Menos rendimento disponível
O relatório da OCDE salienta que a escassez de médicos afecta especialmente a área de medicina geral e familiar e que nos próximos anos haverá uma “onda” de aposentações. Apesar de o número de vagas para formação pós-graduada ter aumentado nos últimos anos e de o Governo ter aberto mais vagas para contratar recém-especialistas do que o número de médicos que terminou a especialidade em cada época, as reformas e a dificuldade do SNS em reter profissionais de saúde leva a que não exista um equilíbrio entre saídas e entradas, lê-se no documento.
“Condições de trabalho desvantajosas no SNS, incluindo baixos salários e poucas oportunidades de formação”, estão a tornar o sector privado e a emigração mais atraentes para os médicos, diz a OCDE, que refere que “entre 2010 e 2021, a remuneração real em euros caiu 21% para especialistas e 28% para médicos de família”. “Aumentar a remuneração para a média da OCDE e oferecer oportunidades de aumentos regulares, de acordo com o desempenho e a progressão das competências, daria maiores incentivos financeiros para trabalhar no SNS e recompensaria melhor o alto desempenho.”
Reduzir o número de horas extraordinárias e aumentar a flexibilidade de horários também podem ajudar a atrair e reter médicos, permitindo uma maior conciliação entre a vida profissional e a pessoal, aponta o relatório, que admite que esta solução poderia no imediato agravar a escassez de profissionais.
O relatório refere ainda que “há também uma margem significativa para aumentar o uso de enfermeiros”. “A formação e as qualificações dos enfermeiros abrangem actualmente um conhecimento vasto e substancial”, diz o documento, referindo que, apesar disso, o sistema de saúde “continua centrado nos médicos”. E acrescenta que as responsabilidades atribuídas aos enfermeiros em Portugal “também ficam aquém de alguns outros países da OCDE, apesar da sua rigorosa formação universitária de quatro anos”.
O relatório recorda uma recomendação de 2016 do Tribunal de Contas, que considerava que um maior relevo dos enfermeiros de família ajudaria a libertar os médicos de algumas funções. “A implementação desta recomendação pode ajudar a resolver a escassez de profissionais de saúde de maneira económica. De uma forma geral, a realocação de tarefas para aproveitar melhor as competências de farmacêuticos, nutricionistas e enfermeiros, ao mesmo tempo em que remunera essas profissões, pode ajudar a melhorar os resultados dos pacientes e o uso eficiente da força de trabalho em saúde.”

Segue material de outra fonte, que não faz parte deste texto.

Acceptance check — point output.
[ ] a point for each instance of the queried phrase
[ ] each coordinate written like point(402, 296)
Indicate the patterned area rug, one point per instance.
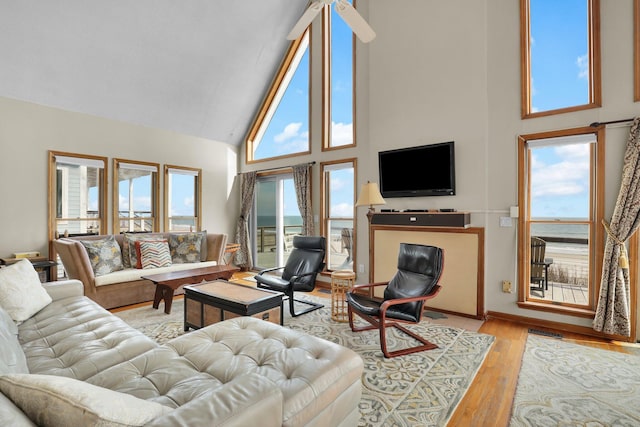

Mas o “sistema de saúde português conta com menos enfermeiros do que a média da OCDE”, aponta o relatório, salientando que 19% dos enfermeiros portugueses emigram à procura de melhores salários e condições de trabalho. Percebe-se o porquê. “Quando ajustado ao poder de compra, os enfermeiros portugueses recebem apenas cerca de 60% da remuneração média da OCDE”, lê-se no documento, que deixa recomendações para atrair mais enfermeiros para o sistema.
“Tal como para os médicos, o aumento da flexibilidade nos horários, o trabalho a tempo parcial e a gestão do trabalho em conciliação com a vida pessoal e familiar podem ajudar a aumentar a atractividade da profissão de enfermagem, especialmente para as mulheres, que representavam mais de 80% dos enfermeiros em 2021”, refere o relatório.